Six months later, I am writing this piece outside on my balcony on a practically perfect summer-almost-fall evening. Out of all the things I was looking/praying for, a balcony was not one of them, but God went above and beyond — as He often does. This little space has quickly become a haven, one of my favourite spots in the city!

Even though I know this is not my forever home, nor would I ever want to end up worshipping the gift as opposed to the gift-giver, I can’t help but stop and just be overwhelmed by God’s goodness, faithfulness, and care. I love the apartment. I love the space. But more importantly, I love what it has come to represent.

I have written many times about my struggles with belonging in this city. Being an immigrant often means writing and rewriting your definition of “home.” In this apartment, I have come to find myself feeling more at home than ever; not only because of the physical space but because after an arduous emotional and spiritual journey, I can finally feel the dust settling in my heart and my mind regarding God’s purpose in me being here.

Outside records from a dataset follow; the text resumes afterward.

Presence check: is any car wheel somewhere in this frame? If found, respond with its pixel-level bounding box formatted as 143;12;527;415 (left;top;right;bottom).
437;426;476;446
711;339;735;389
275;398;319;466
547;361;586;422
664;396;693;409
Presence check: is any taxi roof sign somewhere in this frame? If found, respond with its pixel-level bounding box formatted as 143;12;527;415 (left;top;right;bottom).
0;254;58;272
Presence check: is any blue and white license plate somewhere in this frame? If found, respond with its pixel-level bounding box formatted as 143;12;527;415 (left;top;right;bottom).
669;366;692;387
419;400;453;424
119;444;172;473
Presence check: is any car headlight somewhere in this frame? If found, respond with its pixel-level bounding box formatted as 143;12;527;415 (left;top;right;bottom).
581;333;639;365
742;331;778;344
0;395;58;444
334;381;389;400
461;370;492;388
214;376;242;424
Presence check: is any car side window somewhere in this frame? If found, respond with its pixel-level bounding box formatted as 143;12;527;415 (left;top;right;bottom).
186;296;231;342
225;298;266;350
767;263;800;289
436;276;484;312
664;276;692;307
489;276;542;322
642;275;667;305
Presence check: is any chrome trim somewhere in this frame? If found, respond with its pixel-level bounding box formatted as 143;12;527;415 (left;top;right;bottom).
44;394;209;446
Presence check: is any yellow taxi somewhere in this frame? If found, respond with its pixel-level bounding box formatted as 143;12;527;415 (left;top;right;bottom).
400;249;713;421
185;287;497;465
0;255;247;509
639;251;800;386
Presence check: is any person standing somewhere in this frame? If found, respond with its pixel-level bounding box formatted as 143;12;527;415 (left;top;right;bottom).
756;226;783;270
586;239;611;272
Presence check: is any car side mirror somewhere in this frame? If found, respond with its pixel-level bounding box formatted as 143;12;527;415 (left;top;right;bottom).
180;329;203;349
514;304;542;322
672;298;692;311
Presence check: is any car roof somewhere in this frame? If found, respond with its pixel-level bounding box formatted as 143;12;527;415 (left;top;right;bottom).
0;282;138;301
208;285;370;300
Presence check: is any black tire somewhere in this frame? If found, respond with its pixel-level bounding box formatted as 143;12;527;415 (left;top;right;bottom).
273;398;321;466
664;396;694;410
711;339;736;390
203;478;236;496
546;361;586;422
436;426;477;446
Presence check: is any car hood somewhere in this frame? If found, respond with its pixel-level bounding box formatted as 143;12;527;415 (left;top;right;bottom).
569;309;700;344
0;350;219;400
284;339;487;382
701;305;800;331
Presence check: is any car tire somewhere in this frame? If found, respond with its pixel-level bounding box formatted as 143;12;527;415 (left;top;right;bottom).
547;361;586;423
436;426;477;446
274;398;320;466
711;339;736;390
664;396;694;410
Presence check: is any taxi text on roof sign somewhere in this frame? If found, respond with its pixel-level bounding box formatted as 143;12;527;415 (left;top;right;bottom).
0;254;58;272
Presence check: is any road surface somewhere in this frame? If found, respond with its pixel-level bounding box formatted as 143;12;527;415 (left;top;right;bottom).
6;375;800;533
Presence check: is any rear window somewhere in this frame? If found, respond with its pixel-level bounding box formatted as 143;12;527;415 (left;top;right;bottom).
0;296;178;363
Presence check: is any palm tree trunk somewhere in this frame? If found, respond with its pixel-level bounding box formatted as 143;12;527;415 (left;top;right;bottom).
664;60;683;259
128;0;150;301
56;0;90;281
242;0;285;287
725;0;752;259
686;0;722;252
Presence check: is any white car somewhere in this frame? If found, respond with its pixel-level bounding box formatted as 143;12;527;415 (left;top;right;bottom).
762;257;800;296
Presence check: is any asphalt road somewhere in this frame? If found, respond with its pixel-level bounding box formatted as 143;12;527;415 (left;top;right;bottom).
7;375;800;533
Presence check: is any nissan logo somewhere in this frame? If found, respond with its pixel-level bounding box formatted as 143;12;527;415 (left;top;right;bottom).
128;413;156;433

Also, it has become a daily reminder that it is God who provides and that He often does it in ways we might never expect. By listening to the voice of guilt, I thought trusting God meant staying, but I think trusting God can sometimes also mean going.

Before moving to Vancouver, I used to have a distorted view of God. I had no problem believing He cared about the big things, but I really struggled to believe He cared about the small things.

Or maybe He did care, but I did not see Him as Abba Father, as someone I could actually bring these seemingly small things to.

I thought I’d be a nuisance, so I resorted to trying to control and take care of things myself. More often than not, that didn’t turn out so great. This experience has reminded me, yet again, that God sees the big and the small and He cares about it all.